Trois questions sur l’ouverture du tombeau du Christ

Des scientifiques ont ouvert, pour la première fois depuis au moins deux siècles, la tombe de Jésus dans l'église du Saint-Sépulcre à Jérusalem. Que doivent révéler les analyses réalisées à cette occasion ?

L\'entrée du tombeau du Christ, lors de son ouverture pour restauration, le 28 octobre 2016 à Jerusalem.
L'entrée du tombeau du Christ, lors de son ouverture pour restauration, le 28 octobre 2016 à Jerusalem. (THOMAS COEX / AFP)

Durant trois jours, du 26 au 29 octobre, la plaque de marbre recouvrant la tombe de Jésus dans l'église du Saint-Sépulcre à Jérusalem a été déplacée. Une ouverture exceptionnelle réalisée dans le cadre de la restauration de l’église.

C'est la première fois que cette pierre tombale est soulevée depuis l'année 1809, lorsque de précédents travaux de restauration avaient été entrepris à la suite d'un incendie, a indiqué le père Samuel Aghovan, le supérieur de l'Eglise arménienne. Mais cette opération ne se limite pas à de simples travaux de réparation. Il s’agit d’une très rare occasion de réaliser des analyses radiographiques et de datation du tombeau. Des recherches qui pourraient bien permettre d’enrichir les connaissances sur la mort de Jésus Christ.

Pourquoi ouvre-t-on le tombeau ?

L’ouverture du tombeau a été décidée dans le cadre de la rénovation de l’église du Saint-Sépulcre, qui a débuté en mai 2016. Plus précisément, il s’agit de reconstruire l’édicule, une petite structure de marbre qui enserre le tombeau. Cette construction est aujourd’hui très dégradée à cause du taux d’humidité élevé, et surtout, en raison des deux millions de visiteurs qui affluent chaque année dans le lieu de culte. En 1947 déjà, une structure métallique avait été installée afin d'éviter que les blocs de marbre ne se désolidarisent.

Ces nouveaux travaux doivent permettent de désosser entièrement l’édicule avant de le remonter à l’identique. Seules les pièces trop fragiles ou cassées seront remplacées tandis que les plaques de marbre pouvant être conservées seront nettoyées. La structure qui les supporte sera consolidée et les poutres métalliques retirées.

Cette restauration est prévue pour durer huit mois afin d'être terminée pour les fêtes de Pâques de 2017.

Quelles analyses ont été réalisées ?

Les "techniques les plus sophistiquées" ont été utilisées pour "analyser les différentes composantes du tombeau, en particulier le saint rocher sur lequel aurait reposé le corps de Jésus", précise l'ingénieure Maria Apostolopoulou de l’Université nationale technique d’Athènes, dans Le Figaro.

L’équipe technique de l’établissement a notamment utilisé de la thermographie à infrarouge pour sonder l’édifice et des microscopes à fibre optique. Mais les travaux ont été compliqués par des "perturbations électromagnétiques d’une ampleur tout à fait inhabituelle", ajoute Antonia Moropoulou, qui dirige le projet.

Des prélèvements ont aussi été effectués, et doivent être analysés dans les mois à venir.

Qu’espère-t-on trouver ?

"Cela fait 1 700 ans que les chrétiens viennent se recueillir sur cette tombe.
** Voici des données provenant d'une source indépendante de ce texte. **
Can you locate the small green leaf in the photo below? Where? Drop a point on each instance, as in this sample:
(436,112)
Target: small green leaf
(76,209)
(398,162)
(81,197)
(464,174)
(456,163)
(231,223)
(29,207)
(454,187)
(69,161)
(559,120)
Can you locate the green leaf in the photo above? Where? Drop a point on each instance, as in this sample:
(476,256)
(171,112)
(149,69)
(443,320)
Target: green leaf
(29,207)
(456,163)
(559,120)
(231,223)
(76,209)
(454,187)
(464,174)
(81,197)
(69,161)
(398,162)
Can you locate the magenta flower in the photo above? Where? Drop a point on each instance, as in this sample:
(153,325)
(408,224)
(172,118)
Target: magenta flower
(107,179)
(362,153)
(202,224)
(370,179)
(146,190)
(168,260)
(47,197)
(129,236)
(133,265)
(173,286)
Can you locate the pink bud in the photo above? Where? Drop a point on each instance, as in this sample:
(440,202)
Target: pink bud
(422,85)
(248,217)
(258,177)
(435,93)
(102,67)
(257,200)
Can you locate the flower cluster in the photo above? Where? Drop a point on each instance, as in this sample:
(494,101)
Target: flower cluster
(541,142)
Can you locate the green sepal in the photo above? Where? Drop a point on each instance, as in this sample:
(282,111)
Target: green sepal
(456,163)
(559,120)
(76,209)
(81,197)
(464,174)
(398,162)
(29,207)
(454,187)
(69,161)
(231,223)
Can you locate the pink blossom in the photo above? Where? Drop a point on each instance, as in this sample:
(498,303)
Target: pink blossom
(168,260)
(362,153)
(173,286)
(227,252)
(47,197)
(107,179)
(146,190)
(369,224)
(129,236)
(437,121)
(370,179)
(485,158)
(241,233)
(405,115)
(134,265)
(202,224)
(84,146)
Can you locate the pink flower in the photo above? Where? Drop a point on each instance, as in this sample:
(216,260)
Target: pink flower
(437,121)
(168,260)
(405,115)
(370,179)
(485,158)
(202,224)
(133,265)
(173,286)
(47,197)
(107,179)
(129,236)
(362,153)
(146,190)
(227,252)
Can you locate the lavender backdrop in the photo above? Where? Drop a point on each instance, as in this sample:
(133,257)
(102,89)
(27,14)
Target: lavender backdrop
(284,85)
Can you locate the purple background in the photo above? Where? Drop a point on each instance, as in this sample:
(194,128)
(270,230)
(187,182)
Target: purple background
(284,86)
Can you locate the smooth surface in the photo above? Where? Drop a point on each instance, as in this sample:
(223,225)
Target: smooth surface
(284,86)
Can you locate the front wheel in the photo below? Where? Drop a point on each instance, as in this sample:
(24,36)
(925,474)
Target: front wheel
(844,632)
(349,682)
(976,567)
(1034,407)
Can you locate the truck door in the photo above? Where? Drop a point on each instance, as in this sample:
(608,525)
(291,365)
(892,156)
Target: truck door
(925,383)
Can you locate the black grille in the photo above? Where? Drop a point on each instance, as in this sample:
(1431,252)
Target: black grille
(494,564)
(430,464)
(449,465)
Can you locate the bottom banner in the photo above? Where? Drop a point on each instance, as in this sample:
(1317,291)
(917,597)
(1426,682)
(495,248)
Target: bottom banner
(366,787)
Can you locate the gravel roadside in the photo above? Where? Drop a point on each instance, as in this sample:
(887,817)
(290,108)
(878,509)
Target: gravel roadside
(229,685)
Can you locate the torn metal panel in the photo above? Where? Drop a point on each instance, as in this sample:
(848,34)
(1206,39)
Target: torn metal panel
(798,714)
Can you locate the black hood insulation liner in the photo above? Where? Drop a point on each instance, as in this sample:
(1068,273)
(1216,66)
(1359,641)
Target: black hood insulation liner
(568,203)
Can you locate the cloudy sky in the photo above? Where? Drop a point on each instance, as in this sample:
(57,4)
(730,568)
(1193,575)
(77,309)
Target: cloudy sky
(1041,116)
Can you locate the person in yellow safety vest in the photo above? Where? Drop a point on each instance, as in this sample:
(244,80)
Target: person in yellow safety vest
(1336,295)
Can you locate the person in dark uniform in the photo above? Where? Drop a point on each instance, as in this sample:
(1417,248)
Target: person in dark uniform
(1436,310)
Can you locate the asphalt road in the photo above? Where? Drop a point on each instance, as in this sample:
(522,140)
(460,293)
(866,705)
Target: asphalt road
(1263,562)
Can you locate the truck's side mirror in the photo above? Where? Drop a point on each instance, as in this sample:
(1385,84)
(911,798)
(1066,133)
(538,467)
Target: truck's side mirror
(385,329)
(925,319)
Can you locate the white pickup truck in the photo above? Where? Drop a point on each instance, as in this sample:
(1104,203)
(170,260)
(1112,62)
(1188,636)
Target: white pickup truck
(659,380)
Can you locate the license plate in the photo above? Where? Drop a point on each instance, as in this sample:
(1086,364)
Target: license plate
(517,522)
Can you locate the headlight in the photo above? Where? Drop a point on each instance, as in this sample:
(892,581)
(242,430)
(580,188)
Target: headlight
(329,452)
Et c’est la première fois que la science, grâce aux techniques modernes, va peut-être valider si c’est le bon endroit ou bas", résume Marie-Armelle Beaulieu, rédactrice en chef de Terre Sainte Magazine au Parisien.

Selon le magazine National Geographic, la mise au jour "du lit funéraire va fournir aux chercheurs une occasion sans précédent d'étudier la surface d'origine de ce qui est considéré comme le site le plus sacré du christianisme".

"Il n’y aura jamais de preuve scientifique de la résurrection de Jésus, car cela appartient au registre de la foi, précise l’historien des religions Jean-François Colosimo au Parisien. Mais peut-être que des analyses radiographiques et de datation permettront de savoir à quelle période précise cette pierre a été taillée et s’il s’agit vraisemblablement du lieu identifié comme étant celui où le corps du Christ a été posé après sa mort.”